3. Targeted diagnostics with URL redaction

Source: openclaw v2026.5.12-beta.1 (model transport, payload, SSE, code-mode logging) Why: When CCGram, mc_pickup, or a ticket worker fails, we often have no visibility into whether it was an API timeout, a malformed payload, or an SSE stream drop. Current logging is ad-hoc print() statements. Action: Add structured logging to mc_pickup.py (worker spawn, SSH dispatch, runtime profile injection) and ccgram (Telegram API calls, webhook processing). Redact API keys and URLs in logs. Use Python logging module with a rotating file handler in ~/workspace/logs/. Effort: Small-Medium — refactor print→logging in 2-3 core files.


Tier 2 — Implement This Half

4. Session resilience: auto-resume after restarts

Source: hermes-agent v2026.5.7 (gateway auto-resumes interrupted sessions) Why: dev-loop and ticket workers can be interrupted by Hetzner maintenance, OOM kills, or runtime switches. We lose in-progress work and context. session-memory-extractor depends on clean session boundaries. Action: Add a session_checkpoint.py helper that writes a lightweight checkpoint (ticket ID, current step, partial diff context) to ~/workspace/checkpoints/ every 5 min during long-running tasks. On worker restart, check for stale checkpoints and offer resume or cleanup. Effort: Medium — requires hooking into worker lifecycle.

5. Memory optimization / transcript streaming

Source: openclaw v2026.5.10-beta.4 (252MB → 27MB for large sessions via transcript streaming) Why: Luci processes long meeting transcripts, CEO briefings, and wiki compilations. We currently load full transcripts into memory before chunking. This costs tokens and can OOM on large files. Action: Audit meeting-notes skill and ceo_briefing_audio.py for full-in-memory loads. Implement streaming chunking for transcripts — process N lines at a time instead of reading the whole file.

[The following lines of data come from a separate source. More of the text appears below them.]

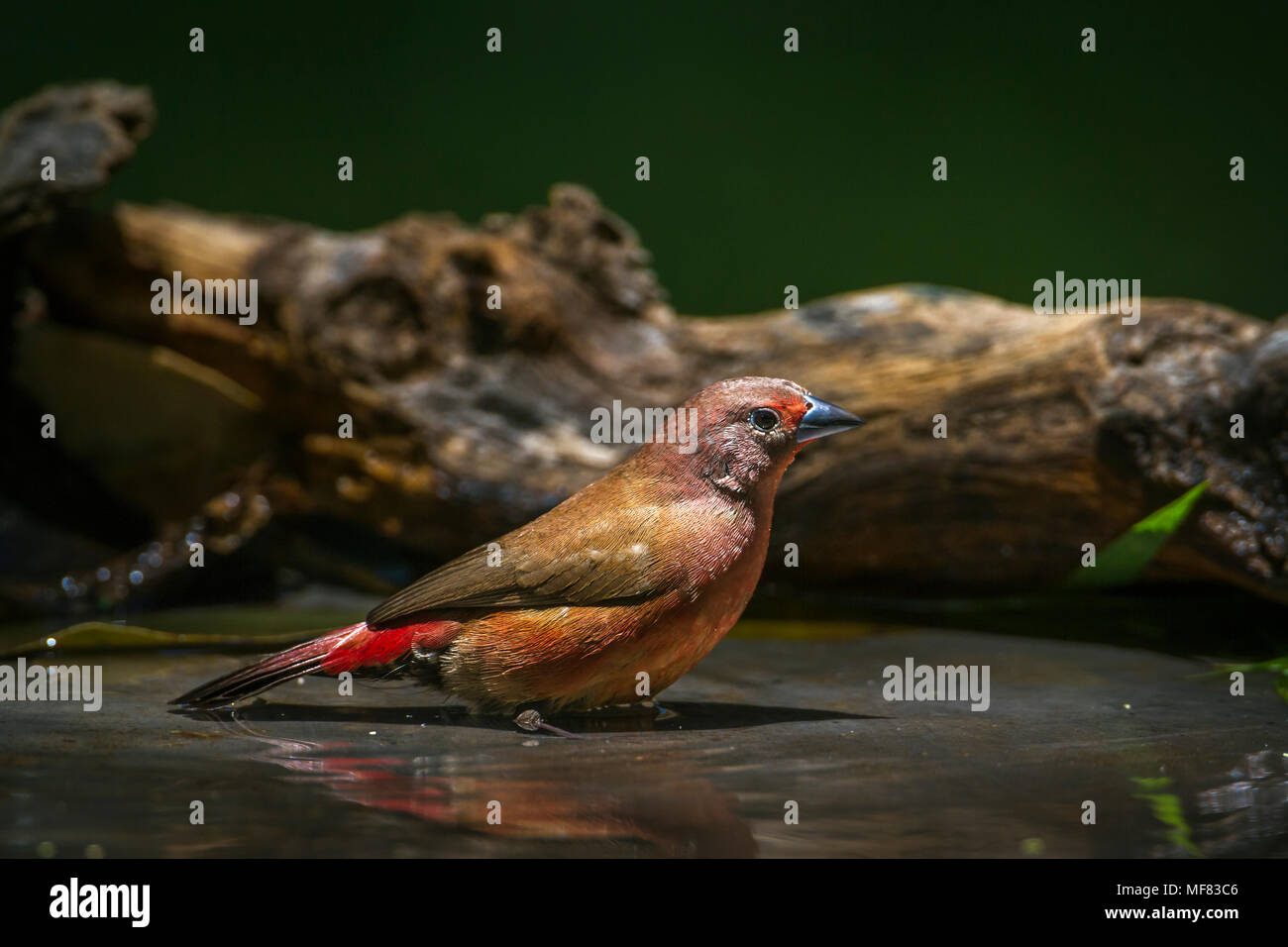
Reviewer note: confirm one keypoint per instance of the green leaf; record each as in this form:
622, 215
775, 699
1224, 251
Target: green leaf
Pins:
1167, 809
1122, 561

Effort: Small — refactor existing scripts, no new deps.

6. Per-sender tool policies

Source: openclaw v2026.5.12-beta.1 (canonical channel-scoped sender keys) Why: mc_pickup dispatches workers with broad tool access (Bash, Read, Write, Edit). A rogue or misconfigured worker could damage the system. We have no granular access control. Action: Add a tool_policy field to MC tickets (or worker metadata) that restricts available tools per ticket type. Example: data-sync tickets get Bash+Read only; dev-loop tickets get full access; wiki-ingest tickets get Read+Write but no Bash. Effort: Medium — touches mc_pickup dispatch logic and ticket schema.


Tier 3 — Nice to Have / Research

7. Config hot-reload

Source: openclaw v2026.5.10-beta.3 (gateway config rereads from disk after restart loops) Why: Currently, changing scheduler task configs or CCGram settings requires a systemd restart. Hot-reload would reduce downtime. Action: Add SIGHUP handler to ccgram and mc_pickup that re-reads configs. For scheduler tasks, the .md files are already re-read every tick, so this is partially solved. Effort: Small — signal handling in Python.

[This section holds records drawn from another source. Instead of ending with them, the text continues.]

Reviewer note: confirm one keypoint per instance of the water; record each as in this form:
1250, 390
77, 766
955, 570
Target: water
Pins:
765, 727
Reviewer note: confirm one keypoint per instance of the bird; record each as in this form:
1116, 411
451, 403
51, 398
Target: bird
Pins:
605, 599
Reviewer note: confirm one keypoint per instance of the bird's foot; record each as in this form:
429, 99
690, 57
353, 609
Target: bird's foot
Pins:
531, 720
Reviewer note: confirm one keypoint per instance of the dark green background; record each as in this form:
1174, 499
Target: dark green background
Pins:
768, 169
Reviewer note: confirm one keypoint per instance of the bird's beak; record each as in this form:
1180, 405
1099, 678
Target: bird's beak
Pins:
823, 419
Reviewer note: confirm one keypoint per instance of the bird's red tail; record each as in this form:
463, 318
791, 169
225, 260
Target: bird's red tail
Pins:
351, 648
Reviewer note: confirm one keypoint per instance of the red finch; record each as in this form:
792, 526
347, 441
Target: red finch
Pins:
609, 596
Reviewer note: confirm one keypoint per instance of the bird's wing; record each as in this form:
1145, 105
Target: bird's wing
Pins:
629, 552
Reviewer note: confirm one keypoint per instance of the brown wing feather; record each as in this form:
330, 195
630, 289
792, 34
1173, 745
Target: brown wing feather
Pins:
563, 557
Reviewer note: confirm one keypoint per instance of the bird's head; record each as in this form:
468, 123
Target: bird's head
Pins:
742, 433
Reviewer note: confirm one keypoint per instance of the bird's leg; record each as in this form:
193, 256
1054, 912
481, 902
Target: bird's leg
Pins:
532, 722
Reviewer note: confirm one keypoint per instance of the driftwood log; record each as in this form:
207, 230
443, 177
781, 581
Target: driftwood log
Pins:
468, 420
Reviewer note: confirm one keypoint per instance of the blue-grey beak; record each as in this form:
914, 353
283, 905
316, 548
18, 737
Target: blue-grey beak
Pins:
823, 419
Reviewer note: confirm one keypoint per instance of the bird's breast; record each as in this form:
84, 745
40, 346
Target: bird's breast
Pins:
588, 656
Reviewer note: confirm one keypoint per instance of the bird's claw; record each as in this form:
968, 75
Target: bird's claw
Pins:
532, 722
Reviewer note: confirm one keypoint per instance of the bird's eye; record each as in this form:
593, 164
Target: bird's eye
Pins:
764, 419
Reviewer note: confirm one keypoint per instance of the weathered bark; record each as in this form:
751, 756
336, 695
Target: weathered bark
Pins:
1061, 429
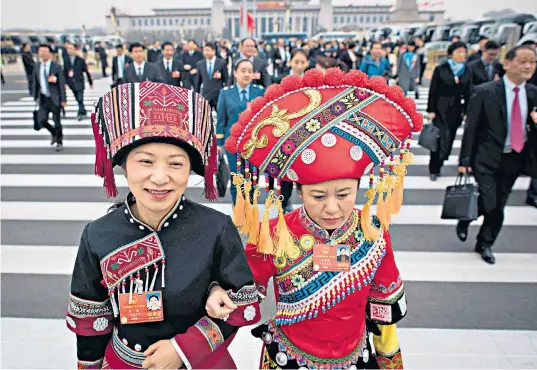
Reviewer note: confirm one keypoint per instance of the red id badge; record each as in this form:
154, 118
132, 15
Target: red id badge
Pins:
144, 307
333, 258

8. Context mapping / treemap visualization

Source: openclaw v2026.5.10-beta.2 and beta.3 (/context map treemap) Why: Could improve the PKA dashboard's session/memory visualization. Action: Add a "Session Graph" view to the PKA dashboard showing parent-child relationships between ticket workers, subagents, and dev-loop sessions. Effort: Large — new UI component, data model changes.

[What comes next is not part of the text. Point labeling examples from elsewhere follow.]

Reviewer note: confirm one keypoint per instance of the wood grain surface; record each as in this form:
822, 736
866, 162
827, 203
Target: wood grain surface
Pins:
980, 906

9. Extended agent communication turns

Source: openclaw v2026.5.12-beta.1 (maxPingPongTurns 5→20) Why: Dev-loop council review can hit turn limits with multiple models. Action: Only relevant if we actually hit the limit. Monitor first; increase only if needed. Effort: Trivial — config change.


Skip List (Out of Scope)


Recommendation

Immediate (this week): Items 1 (redaction) and 3 (diagnostics logging). Both are small, high-leverage security/observability wins.

Next sprint: Item 2 (cron inspection + watchdog). This directly addresses our top failure mode.

Backlog: Items 4-6 as medium-term reliability improvements.